134Having reached the conclusion that the use of the nylon suture was not inappropriate, the following matters became irrelevant:
(a)Whether or not the discharge was caused by a sinus in the suture or by a pilonidal sinus. The latter refers to a sinus associated with a hair.
(b)Whether the fragments of suture found in the pathology testing following Dr Gan's surgery were 'left over' from Dr King's surgery or had some other source.
(c)Whether the discharge was in any way associated with a lack of hygiene, or proper wound care, by the plaintiff.
135It is important to emphasise that there is no suggestion that having decided to use the nylon suture, the defendant was negligent in relation to the insertion of the suture.

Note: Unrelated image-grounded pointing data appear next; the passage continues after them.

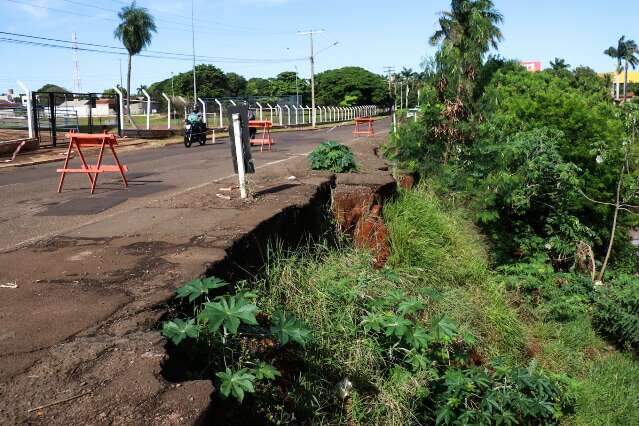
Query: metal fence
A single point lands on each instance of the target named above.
(14, 122)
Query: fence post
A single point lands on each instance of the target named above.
(29, 109)
(203, 109)
(219, 104)
(168, 101)
(148, 109)
(120, 112)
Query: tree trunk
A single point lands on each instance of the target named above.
(625, 82)
(614, 227)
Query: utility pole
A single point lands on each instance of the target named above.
(120, 73)
(193, 33)
(389, 70)
(297, 89)
(311, 33)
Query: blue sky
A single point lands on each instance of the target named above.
(372, 34)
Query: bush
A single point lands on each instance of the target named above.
(334, 157)
(616, 310)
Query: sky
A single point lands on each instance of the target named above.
(372, 34)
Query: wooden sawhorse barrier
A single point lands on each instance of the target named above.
(265, 136)
(367, 123)
(78, 141)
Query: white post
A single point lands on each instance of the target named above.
(270, 108)
(239, 155)
(296, 120)
(203, 109)
(148, 109)
(29, 108)
(121, 110)
(219, 104)
(289, 114)
(168, 101)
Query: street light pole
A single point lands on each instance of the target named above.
(193, 33)
(312, 58)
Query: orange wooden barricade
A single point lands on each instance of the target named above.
(78, 141)
(265, 136)
(367, 123)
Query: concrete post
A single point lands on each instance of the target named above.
(148, 109)
(30, 108)
(168, 101)
(289, 114)
(203, 109)
(239, 155)
(119, 92)
(219, 104)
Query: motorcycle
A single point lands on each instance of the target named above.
(194, 132)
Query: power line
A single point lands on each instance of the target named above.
(118, 50)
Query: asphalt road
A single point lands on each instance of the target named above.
(31, 209)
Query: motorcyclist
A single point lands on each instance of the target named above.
(195, 117)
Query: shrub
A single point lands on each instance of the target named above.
(616, 310)
(334, 157)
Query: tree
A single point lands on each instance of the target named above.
(236, 84)
(334, 86)
(135, 31)
(559, 65)
(466, 33)
(625, 53)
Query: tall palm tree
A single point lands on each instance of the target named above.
(468, 31)
(625, 53)
(135, 30)
(559, 64)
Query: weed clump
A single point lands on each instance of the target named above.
(334, 157)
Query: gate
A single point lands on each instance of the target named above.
(56, 113)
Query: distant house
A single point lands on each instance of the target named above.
(81, 107)
(532, 66)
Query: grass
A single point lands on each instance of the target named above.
(434, 248)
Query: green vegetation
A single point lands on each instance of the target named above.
(332, 156)
(135, 31)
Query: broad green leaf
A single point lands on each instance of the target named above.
(179, 330)
(229, 311)
(418, 337)
(265, 371)
(396, 326)
(288, 328)
(236, 383)
(410, 306)
(443, 329)
(199, 287)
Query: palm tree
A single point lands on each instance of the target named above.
(468, 31)
(559, 65)
(135, 30)
(626, 53)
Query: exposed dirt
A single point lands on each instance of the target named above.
(79, 333)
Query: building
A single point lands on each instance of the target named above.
(103, 107)
(531, 66)
(618, 81)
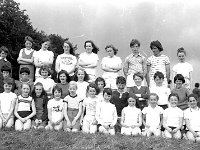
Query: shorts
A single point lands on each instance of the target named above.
(24, 114)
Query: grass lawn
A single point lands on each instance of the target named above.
(53, 140)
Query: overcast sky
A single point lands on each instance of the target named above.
(174, 23)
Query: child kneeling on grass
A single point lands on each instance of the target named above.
(173, 118)
(72, 109)
(131, 119)
(106, 114)
(55, 110)
(24, 109)
(152, 116)
(7, 104)
(191, 116)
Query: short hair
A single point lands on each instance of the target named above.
(120, 80)
(114, 49)
(24, 70)
(46, 68)
(138, 75)
(173, 94)
(154, 94)
(159, 75)
(156, 44)
(108, 91)
(179, 77)
(28, 38)
(6, 68)
(57, 88)
(68, 79)
(8, 81)
(99, 79)
(181, 50)
(133, 42)
(93, 85)
(196, 85)
(193, 95)
(4, 49)
(95, 48)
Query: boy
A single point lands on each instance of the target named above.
(7, 104)
(134, 63)
(24, 72)
(119, 99)
(139, 92)
(161, 90)
(152, 116)
(5, 72)
(106, 114)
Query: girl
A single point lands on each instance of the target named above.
(25, 58)
(89, 59)
(183, 68)
(131, 119)
(173, 118)
(43, 57)
(24, 109)
(55, 110)
(47, 82)
(111, 65)
(66, 61)
(191, 116)
(63, 81)
(89, 123)
(157, 62)
(182, 92)
(40, 97)
(100, 82)
(72, 109)
(81, 77)
(106, 114)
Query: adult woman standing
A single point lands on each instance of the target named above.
(89, 59)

136To the extent that it was alleged in the pleadings that there was a failure to remove the suture, I do not think that fact assists the plaintiff. The sutures were intended to remain in the plaintiff's body permanently. None of the experts suggested that, assuming the use of the nylon sutures was appropriate, there was any need for them to be removed.
137I also note that it was not suggested to the defendant that, absent any discharge problems, he should have removed the suture. The topic was also not raised in the concurrent evidence session.
138The consequence of my finding in relation to the use of the nylon sutures is that all of the plaintiff's evidence concerning the "volcanoes" and "eruptions" all become irrelevant in the assessment of damages. This observation extends all the way to the continuing problems caused by the sinus and ultimately leading to, and including, the excision of the umbilicus by Dr Gan.
139Accordingly, damages can only be assessed in relation to the failure to carry out the IOC. As I have already said the claim is then limited to the period ending with Dr Craig's surgery on 28 May 2008 and perhaps a further short period associated with recovery from the operation.